La prima ha a che fare con le modalità di fruizione abilitate dai social network e dagli algoritmi di raccomandazione. Ovvero: se io mi interesso a un argomento e, in qualche tempo, quell’argomento diventa una parte consistente della mia dieta mediatica, diventa pian piano più difficile accettare che il resto del mondo non ne parli. Che quella cosa così importante per me venga percepita come irrilevante da qualcuno. O che, addirittura, come nel periodo del Met Gala, quella bolla possa venir contaminata da immagini così distoniche, così distanti da quella realtà che vedo rappresentata ogni giorno.

Magari contaminata da qualcuno, e questa è la seconda ragione, con cui ho un qualche genere di relazione.
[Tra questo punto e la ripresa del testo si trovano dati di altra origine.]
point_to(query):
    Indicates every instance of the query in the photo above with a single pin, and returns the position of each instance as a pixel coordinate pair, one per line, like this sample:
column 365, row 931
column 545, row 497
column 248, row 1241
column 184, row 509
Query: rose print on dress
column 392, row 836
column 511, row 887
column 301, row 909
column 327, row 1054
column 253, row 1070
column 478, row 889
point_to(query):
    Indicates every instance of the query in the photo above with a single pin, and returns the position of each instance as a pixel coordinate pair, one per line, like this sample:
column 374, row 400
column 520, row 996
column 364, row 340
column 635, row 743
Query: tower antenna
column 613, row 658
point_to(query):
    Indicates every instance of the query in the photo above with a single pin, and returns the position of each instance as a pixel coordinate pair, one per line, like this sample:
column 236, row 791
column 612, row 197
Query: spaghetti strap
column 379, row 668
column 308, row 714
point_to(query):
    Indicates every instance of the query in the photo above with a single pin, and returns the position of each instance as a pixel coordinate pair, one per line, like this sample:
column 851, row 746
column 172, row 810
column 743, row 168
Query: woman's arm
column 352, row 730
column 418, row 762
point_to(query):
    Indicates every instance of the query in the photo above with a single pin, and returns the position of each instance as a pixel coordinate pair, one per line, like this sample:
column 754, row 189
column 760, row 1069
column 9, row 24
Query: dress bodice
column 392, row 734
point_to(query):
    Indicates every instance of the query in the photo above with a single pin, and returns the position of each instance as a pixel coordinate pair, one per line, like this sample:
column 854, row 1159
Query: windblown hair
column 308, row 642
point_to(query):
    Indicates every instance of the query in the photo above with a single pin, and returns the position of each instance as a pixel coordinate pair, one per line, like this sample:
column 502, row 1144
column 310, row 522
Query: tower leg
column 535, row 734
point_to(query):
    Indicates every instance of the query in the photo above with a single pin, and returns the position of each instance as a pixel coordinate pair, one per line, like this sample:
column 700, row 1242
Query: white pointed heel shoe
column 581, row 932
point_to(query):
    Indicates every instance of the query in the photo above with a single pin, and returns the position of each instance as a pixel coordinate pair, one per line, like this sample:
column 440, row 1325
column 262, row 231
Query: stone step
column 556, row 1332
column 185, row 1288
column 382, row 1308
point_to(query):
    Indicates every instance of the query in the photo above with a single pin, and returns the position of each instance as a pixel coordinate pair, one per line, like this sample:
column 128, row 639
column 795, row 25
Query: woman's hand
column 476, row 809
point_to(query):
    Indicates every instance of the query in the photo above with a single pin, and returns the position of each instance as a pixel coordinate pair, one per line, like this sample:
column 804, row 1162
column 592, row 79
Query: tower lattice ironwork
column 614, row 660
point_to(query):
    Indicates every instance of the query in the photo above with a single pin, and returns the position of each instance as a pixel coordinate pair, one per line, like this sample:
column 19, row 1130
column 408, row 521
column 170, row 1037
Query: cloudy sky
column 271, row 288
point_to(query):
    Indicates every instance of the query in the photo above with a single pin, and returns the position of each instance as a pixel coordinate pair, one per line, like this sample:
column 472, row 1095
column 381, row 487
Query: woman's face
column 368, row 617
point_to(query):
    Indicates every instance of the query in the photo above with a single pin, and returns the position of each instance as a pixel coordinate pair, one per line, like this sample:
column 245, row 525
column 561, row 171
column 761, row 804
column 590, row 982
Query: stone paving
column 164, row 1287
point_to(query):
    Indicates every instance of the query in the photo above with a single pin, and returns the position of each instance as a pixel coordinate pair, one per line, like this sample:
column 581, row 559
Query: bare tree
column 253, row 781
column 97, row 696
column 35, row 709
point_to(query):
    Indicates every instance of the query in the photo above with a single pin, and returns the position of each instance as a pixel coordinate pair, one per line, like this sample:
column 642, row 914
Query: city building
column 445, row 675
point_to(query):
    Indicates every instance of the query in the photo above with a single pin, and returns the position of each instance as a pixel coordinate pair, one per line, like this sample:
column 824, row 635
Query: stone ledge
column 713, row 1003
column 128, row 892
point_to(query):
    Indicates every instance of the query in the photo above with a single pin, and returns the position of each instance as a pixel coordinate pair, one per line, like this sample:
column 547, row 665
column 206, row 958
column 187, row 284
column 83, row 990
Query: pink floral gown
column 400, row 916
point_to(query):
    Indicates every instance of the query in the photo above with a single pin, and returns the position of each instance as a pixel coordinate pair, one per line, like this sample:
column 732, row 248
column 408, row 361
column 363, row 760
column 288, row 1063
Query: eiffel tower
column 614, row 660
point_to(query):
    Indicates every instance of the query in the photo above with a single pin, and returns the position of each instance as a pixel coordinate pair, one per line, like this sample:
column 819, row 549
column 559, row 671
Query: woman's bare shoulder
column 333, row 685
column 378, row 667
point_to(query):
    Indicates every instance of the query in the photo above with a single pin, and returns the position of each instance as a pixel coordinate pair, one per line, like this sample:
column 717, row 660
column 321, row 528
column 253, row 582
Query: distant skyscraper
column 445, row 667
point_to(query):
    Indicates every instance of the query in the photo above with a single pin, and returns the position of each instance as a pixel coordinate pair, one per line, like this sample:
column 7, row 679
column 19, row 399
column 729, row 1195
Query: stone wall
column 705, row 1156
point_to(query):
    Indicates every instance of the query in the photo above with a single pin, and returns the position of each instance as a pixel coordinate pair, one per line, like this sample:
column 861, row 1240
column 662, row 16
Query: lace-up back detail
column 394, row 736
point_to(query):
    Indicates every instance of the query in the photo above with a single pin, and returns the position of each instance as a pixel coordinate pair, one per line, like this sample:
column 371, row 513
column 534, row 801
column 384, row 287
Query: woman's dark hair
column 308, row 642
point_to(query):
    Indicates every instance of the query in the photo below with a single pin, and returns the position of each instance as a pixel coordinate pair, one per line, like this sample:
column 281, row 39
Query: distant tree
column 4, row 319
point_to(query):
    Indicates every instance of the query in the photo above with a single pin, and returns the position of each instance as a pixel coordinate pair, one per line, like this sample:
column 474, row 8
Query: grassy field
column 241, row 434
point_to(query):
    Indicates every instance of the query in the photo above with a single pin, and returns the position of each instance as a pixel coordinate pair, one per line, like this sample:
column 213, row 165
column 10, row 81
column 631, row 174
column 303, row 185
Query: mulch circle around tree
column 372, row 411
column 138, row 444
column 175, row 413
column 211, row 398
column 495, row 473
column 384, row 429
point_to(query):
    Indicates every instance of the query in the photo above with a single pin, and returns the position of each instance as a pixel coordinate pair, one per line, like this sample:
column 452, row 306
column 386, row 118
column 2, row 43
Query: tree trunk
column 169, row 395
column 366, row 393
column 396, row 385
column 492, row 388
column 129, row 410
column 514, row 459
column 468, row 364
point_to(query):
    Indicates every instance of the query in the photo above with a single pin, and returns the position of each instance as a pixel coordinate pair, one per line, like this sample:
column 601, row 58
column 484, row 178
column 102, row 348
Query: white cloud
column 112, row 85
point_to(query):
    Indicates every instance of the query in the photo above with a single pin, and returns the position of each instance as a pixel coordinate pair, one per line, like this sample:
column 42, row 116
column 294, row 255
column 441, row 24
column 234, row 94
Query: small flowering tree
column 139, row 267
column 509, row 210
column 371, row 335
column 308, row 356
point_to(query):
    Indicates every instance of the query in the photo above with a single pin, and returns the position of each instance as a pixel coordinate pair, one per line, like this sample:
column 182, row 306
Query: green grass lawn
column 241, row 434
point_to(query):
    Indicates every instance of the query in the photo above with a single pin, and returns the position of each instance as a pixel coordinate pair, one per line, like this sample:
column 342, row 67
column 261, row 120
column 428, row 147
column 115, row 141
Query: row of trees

A cui, nell’intimità abilitata dai social network, sento in qualche modo di essere connesso. Perché almeno nelle piattaforme sociali quel qualcuno non è un’attrice, un attore o un regista: è un personaggio che mima la sua quotidianità, la sua vita di tutti i giorni. E allora perché Zendaya dovrebbe dire qualcosa sulla Palestina? Perché, per colpa o grazie ai social network, ci sembra di conoscerla: è pari, almeno dal punto di vista tecnico, a qualunque altra persona che abbiamo scelto di seguire. Ma Zendaya non è una nostra amica: deve il suo successo a ciascuno di noi che, con le sue interazioni digitali, le ha fornito visibilità. E allora il velo si solleva, quella relazione solo apparentemente costruita intorno alla vicinanza si rivela come una transazione: siamo tutti azionisti di quelle singole aziende personali che chiamiamo influencer o celebrità. E pretendiamo – a ragione? – di avere un peso nelle loro decisioni.